Don't judge a book by its cover – or an MX-5 by its mess…

By Tony Middlehurst / Friday, 25 August 2023 / Loading comments

Shed’s late dad was quite a character. Often, ‘quite a character’ is the polite term for a git, and Shed wouldn’t challenge you over that in regards to his dad whose favourite phrase was ‘there’s nowt wrong with good honest dirt’. You were supposed to infer from this comment that he was a hard worker, when in reality he was just too idle to have more than one wash a week.

Shed Major’s catchphrase came back to haunt him once when an unpaid bill resulted in a skipload of horse dung being dumped into his front garden. Today’s Shed, a gen-three MX-5, looks like it might have been pulled out from the bottom of that heap. It’s been hanging around on PH Classifieds like the proverbial bad smell for a good few weeks now. Shed has had his eye on it all that time and now, with the price reduced to a mere £1,399, he presents it here for your nose-pinching inspection.  

Many of you will be looking for telescopic bargepoles at this point but those of you with less jerky knees will realise what could be on offer here. Underneath the crud is a very late (January 2009 registered) pre-facelift NC1. Cleaned up, it’s supposed to weigh 1,190kg. The 1.8 engine produced 125hp at 6,500rpm and 123lb ft at 4,500rpm and should be good for a mid-9sec 0-62mph time. The official combined fuel consumption figure is 38.7mpg and the annual road tax, or whatever you choose to call it, should be £290.

So far so good, and there’s more potential good news in the MOT history. Despite appearances to the contrary it’s actually not been left standing immobile in a yard for years. Months maybe, but not years. It’s actually done over 6,000 miles since 2020, most of it between June ’21 and the last MOT in November ’22 when the clock does seem to have stopped. The main fail item then (a broken anti-roll bar) plus the three other major defects picked up at that time (one reg plate bulb, one dipped headlamp bulb and some gunged-up windscreen washers) were all put right for the successful re-test, leaving the same advisory for a sticky rear brake caliper that this car has had for the last three years and which, as any MX-5 owner will tell you, is practically part of the MX-5’s design.

If you leave any car in the wrong place for long enough Mother Nature will efficiently cover it in a thick layer of bio-debris. The removal process won’t always be effortless, but the thought of what this one might look like after half an hour with the pressure washer should surely spur you on to greater endeavours.

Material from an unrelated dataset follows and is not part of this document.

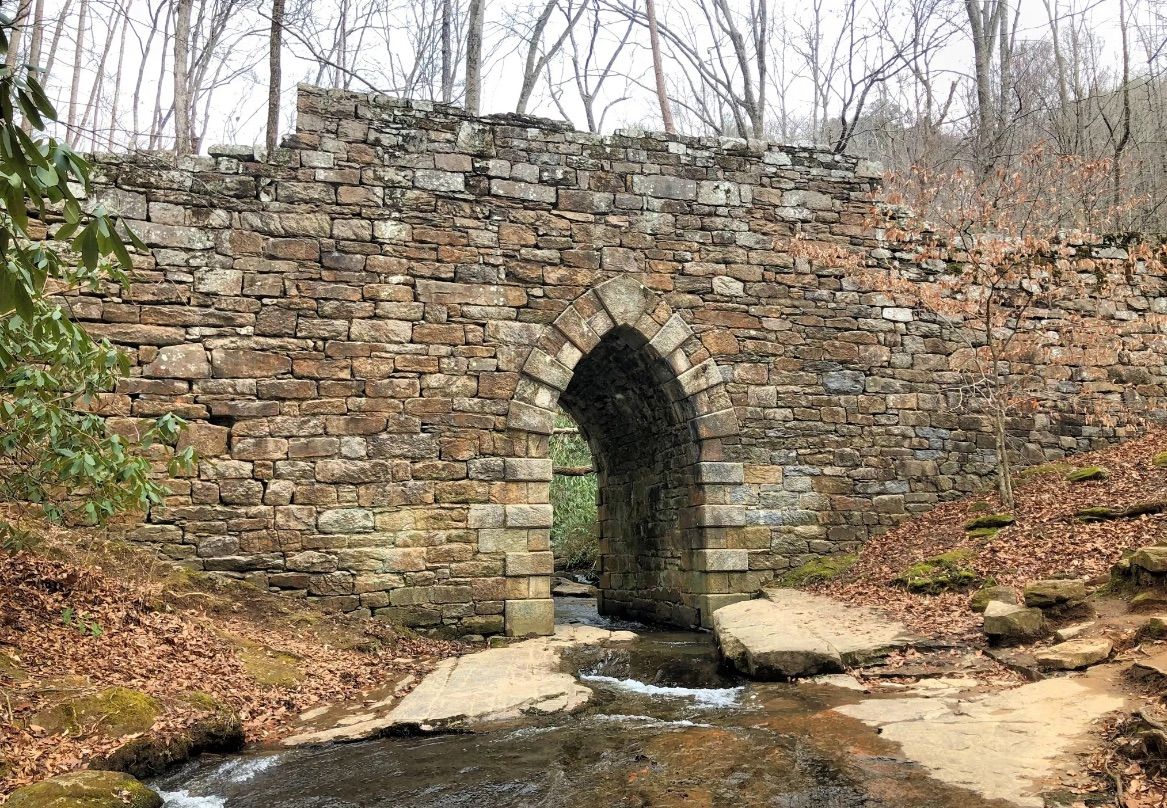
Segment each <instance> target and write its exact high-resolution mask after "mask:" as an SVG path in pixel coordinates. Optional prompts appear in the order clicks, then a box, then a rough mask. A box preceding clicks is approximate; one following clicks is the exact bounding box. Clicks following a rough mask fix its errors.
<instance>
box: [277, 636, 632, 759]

De-ponging the inside might not be as laborious as you might think, either, if Shed’s eyes aren’t deceiving him and the slightly dropped driver’s side window has been like that for a while.

Interior mould could then be an issue however, and that is nasty stuff. Shed remembers a TVR Griffith that a well-known UK motoring mag was running as a long-termer in the early 1990s. Well, ‘running’ was perhaps putting it too strongly. Reliability problems quickly transformed it from the car everyone on the staff wanted to take home to the one that the work experience bod was forced to drive. Workies were pretty rare back then, so often as not the car was left to fester untouched for weeks. Mould took a fierce grip on the cabin. An early Griffith is now worth decent money, so that car is almost certainly still knocking about, but at the time serious consideration was being given to writing it off.

Solid, MOT’ed NC MX-5s below £2k aren’t that common. Mechanically, they’re strong. 1.8s that sound diesel-ish might be suffering from nothing more than ‘gear rollover’ noise. This can be more prevalent in summer, but in any case Mazda said it was perfectly normal. Cambelt idler pulleys and tensioners could be rackety too. Low oil levels will create a nasty noise, as you might expect, but engines will often be OK when the level is topped up. Tough little blighters these.

Barn finds are all the rage on YouTube nowadays. Most of them seem to be in the US, Brits generally being too poor and/or stingy to let this sort of thing happen. The last thing Shed found in a barn was the postmistress, but that was pre-arranged so doesn’t count.